Lead researcher Dr Bernadette Fitzgibbon, from the Monash Alfred Psychiatry Research Centre, said: “What we found in this preliminary study is that ultra-runners had reduced pain ‘attention’ and may think about pain in a distinct way from the rest of the population.”
The science is backing up what we know anecdotally and what many runners talk about and experience during an ultra. If you reframe your pain emotionally, or manage to compartmentalize it, it has a positive effect.
My own experience of this is not a running but a hiking tale. I was on a hiking trip in Patagonia and fell on a descent and cracked my fibula. It hurt like crazy but this was the trip of a lifetime and I still had four days to go – including the iconic ascent of Los Quernos. I strapped myself up, took a shedload of painkillers, used my sticks heavily and kept going. I made a very positive mental decision to ignore the pain and concentrate on other things like the scenery, my hiking companions, the fact that I was doing something really difficult and exciting and so on.
Crucially, I didn’t know I had actually fractured my bone, I thought I had just had a bad fall and ripped some stuff. If I had known, I think that would have tempted me to stop. I didn’t do any permanent damage and I achieved my goal and had an incredible experience.
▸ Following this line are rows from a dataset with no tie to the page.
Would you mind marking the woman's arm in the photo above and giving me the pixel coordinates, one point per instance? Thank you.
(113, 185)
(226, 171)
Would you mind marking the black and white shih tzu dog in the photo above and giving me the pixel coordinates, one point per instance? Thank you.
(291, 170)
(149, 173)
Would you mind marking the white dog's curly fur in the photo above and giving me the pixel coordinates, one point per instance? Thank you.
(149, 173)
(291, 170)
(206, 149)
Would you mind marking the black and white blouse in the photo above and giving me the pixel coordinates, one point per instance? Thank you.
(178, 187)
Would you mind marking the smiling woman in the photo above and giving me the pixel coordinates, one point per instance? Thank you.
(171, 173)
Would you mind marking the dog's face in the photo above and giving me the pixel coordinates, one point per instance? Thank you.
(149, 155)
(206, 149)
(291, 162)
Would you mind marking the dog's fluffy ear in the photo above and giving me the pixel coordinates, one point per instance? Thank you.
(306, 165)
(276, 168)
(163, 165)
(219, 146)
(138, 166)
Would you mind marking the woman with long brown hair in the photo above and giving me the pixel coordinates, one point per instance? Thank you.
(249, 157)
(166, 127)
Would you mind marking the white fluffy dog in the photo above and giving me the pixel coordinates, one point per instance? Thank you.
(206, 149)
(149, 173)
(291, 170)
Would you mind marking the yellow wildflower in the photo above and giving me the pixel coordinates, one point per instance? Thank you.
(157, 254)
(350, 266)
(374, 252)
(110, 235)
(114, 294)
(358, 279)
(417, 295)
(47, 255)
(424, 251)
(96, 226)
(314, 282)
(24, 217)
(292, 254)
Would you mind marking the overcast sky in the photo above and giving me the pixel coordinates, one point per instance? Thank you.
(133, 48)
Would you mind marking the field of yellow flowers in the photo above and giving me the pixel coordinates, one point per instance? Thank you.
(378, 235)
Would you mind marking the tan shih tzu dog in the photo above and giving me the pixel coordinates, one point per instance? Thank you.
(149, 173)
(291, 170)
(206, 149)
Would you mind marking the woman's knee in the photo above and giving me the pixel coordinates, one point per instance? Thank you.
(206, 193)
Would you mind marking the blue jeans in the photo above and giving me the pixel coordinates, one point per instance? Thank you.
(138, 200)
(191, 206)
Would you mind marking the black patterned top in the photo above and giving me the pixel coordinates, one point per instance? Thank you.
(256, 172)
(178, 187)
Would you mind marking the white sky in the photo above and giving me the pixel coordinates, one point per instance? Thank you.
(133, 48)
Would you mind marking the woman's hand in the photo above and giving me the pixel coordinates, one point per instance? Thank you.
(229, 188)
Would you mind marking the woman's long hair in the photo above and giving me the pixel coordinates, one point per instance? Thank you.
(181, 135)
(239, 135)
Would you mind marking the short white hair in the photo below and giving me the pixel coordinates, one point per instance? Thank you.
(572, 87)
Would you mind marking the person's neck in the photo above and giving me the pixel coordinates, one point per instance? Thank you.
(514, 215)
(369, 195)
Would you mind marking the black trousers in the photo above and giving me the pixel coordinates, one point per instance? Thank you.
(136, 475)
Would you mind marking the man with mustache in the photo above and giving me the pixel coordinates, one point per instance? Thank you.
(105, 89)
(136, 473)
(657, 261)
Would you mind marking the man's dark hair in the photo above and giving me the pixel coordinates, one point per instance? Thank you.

I’m sure that every runner will have a similar tale.
What can we take away?
All runners know that there are times when you have to listen to the pain or do yourself permanent damage – it is there for a reason. However, the takeaway from the science is that for non-critical pain, if you can reframe your emotional response to the pain, and refrain from catastrophizing it, that pain will feel “less”.
This is something to take into consideration when training and preparing for the race as it is something that you CAN train for. Learning to accept extreme discomfort and doing sessions that get you into that zone can be a very useful tool for race day.